FHIR is more developer-friendly. But real-world implementation can still be complex, especially when organizations interpret resources differently, limit access in different ways, or expose only part of the data. Adopting FHIR also does not automatically solve deeper problems such as poor data quality, fragmented infrastructure, or weak governance. A modern API does not eliminate the operational complexity of healthcare.
In its 2025 review, McKinsey notes that there is no single universal path in this area: the right approach depends on a country’s context, the maturity of its digital environment, the resources available, and the infrastructure already in place.
Overall, if the goal is to keep a hospital running smoothly day to day, HL7 still does that job well.
If the goal is to make data easier and safer to use in new digital scenarios, FHIR is often the more convenient option.

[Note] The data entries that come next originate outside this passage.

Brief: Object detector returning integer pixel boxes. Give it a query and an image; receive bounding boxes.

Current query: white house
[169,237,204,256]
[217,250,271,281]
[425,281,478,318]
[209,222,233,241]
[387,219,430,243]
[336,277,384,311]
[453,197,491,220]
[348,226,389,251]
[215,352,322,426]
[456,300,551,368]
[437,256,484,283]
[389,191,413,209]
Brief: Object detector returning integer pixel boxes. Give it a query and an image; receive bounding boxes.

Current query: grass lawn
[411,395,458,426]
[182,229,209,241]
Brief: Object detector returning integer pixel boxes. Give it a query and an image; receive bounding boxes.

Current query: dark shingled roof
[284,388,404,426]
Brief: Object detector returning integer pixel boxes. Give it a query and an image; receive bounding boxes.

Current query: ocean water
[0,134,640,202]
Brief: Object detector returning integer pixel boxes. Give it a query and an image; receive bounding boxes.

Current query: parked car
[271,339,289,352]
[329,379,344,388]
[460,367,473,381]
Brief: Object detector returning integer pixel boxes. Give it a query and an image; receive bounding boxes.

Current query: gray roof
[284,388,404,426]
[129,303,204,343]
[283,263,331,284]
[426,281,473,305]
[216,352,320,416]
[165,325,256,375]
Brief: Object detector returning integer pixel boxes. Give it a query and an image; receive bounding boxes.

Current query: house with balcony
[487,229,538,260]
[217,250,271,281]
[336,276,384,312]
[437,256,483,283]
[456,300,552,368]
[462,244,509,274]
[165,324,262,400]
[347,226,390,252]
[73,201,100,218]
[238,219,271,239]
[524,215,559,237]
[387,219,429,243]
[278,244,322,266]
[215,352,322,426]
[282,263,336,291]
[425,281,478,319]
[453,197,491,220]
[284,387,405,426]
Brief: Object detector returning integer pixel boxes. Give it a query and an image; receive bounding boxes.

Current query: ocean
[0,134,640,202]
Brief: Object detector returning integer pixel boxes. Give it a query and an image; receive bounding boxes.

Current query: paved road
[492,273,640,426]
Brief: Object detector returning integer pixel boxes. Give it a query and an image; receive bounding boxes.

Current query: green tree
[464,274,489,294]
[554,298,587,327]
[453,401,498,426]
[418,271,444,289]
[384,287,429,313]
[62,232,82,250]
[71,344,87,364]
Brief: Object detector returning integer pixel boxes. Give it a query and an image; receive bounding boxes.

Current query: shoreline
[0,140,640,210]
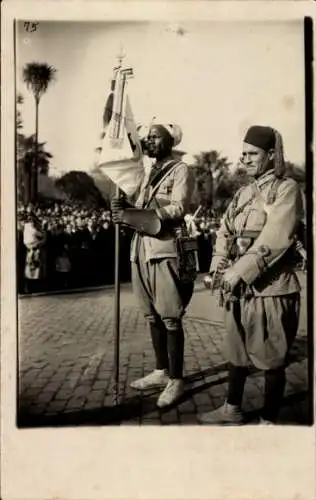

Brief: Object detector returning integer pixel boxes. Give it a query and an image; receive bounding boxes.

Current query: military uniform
[198,125,303,425]
[210,172,302,369]
[112,124,196,407]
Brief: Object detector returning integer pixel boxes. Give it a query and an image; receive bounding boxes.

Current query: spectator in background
[23,215,46,292]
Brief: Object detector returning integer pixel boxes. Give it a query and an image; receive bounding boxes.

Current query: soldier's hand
[111,197,126,224]
[223,267,241,293]
[111,196,127,212]
[203,274,213,288]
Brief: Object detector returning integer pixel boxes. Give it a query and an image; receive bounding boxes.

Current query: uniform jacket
[210,172,303,296]
[131,158,194,262]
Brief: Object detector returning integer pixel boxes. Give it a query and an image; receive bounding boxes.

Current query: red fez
[244,125,275,151]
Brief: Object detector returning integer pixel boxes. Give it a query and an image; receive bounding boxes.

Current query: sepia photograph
[0,0,316,500]
[15,19,313,428]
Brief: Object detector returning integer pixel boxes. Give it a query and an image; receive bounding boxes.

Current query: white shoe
[157,378,184,408]
[130,370,169,391]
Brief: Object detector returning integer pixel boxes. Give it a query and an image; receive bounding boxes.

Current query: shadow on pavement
[17,396,156,428]
[17,338,312,428]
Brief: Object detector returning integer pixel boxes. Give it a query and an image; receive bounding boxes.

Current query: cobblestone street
[18,276,310,426]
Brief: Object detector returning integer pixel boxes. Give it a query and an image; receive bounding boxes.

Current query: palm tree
[17,134,53,203]
[23,62,57,201]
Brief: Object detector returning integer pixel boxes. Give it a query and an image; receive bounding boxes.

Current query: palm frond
[22,62,57,100]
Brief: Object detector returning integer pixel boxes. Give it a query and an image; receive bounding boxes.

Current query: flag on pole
[97,70,145,196]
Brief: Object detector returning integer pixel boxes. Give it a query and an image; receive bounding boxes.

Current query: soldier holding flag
[112,123,196,408]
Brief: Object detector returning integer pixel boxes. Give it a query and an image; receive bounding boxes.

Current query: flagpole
[114,182,120,404]
[114,53,131,405]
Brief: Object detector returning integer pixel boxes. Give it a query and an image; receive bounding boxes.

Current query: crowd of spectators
[17,199,131,293]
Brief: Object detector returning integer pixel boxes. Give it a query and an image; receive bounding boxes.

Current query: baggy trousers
[225,293,300,422]
[132,238,194,378]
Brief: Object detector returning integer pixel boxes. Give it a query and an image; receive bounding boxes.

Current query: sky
[17,21,305,175]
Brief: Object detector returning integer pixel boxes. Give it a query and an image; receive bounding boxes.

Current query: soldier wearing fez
[199,126,302,424]
[112,124,196,408]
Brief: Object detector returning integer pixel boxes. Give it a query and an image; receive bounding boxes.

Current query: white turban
[150,117,182,146]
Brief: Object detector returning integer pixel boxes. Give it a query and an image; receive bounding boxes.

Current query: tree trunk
[30,97,39,203]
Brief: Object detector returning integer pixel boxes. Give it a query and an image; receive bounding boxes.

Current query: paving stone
[19,278,308,425]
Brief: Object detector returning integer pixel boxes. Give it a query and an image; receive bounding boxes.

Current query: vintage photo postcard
[1,2,315,500]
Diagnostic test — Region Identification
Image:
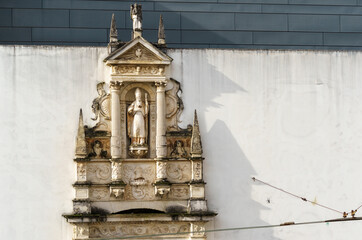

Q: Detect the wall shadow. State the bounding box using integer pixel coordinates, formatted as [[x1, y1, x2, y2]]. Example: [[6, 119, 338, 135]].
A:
[[170, 50, 278, 240]]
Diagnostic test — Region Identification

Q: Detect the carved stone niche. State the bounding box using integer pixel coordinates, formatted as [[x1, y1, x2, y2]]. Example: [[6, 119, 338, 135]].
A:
[[86, 137, 111, 158], [109, 186, 125, 199], [120, 83, 156, 158]]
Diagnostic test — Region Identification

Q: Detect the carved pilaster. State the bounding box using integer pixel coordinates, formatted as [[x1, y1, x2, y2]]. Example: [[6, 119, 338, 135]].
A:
[[112, 161, 122, 182], [191, 110, 202, 158], [75, 109, 87, 158], [156, 160, 167, 181], [73, 223, 89, 239], [191, 160, 203, 182], [110, 82, 122, 158], [156, 82, 167, 158], [77, 162, 87, 182]]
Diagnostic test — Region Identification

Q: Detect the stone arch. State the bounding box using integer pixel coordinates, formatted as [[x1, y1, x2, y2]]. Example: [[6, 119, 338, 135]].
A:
[[120, 83, 156, 102]]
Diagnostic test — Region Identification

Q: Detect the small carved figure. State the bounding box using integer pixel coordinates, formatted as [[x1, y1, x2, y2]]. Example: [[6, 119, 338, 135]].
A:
[[131, 3, 142, 31], [127, 88, 149, 146], [88, 140, 107, 158], [92, 82, 107, 120], [171, 140, 187, 158]]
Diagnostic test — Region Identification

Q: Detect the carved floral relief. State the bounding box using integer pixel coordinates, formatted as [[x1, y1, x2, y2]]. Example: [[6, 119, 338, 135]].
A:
[[87, 163, 112, 183], [166, 161, 191, 183], [89, 223, 190, 238]]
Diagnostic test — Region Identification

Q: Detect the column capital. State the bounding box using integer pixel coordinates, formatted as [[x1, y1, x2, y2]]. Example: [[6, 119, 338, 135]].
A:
[[110, 81, 123, 91], [155, 82, 167, 88]]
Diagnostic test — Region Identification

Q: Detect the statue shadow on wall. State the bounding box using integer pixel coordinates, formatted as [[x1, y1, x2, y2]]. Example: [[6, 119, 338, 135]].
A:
[[174, 54, 279, 240], [205, 120, 279, 240]]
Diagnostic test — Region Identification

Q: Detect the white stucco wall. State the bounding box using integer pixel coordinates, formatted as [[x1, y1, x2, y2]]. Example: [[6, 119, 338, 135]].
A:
[[0, 46, 362, 240]]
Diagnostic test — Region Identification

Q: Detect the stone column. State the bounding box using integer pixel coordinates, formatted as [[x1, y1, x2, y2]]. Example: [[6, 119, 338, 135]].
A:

And in the real world, they very often work together rather than replacing one another. HL7 is unlikely to disappear anytime soon. It will probably remain the backbone of many internal hospital workflows, while FHIR will keep growing as the easier option for apps, external services, and patient access to data.
The most realistic future is not one standard replacing the other, but both working side by side. Hospitals still need stable internal systems, but they also need data to move more easily between platforms, services, and users. That would mean fewer disconnected systems, easier access to information, and better conditions for digital tools and coordinated care.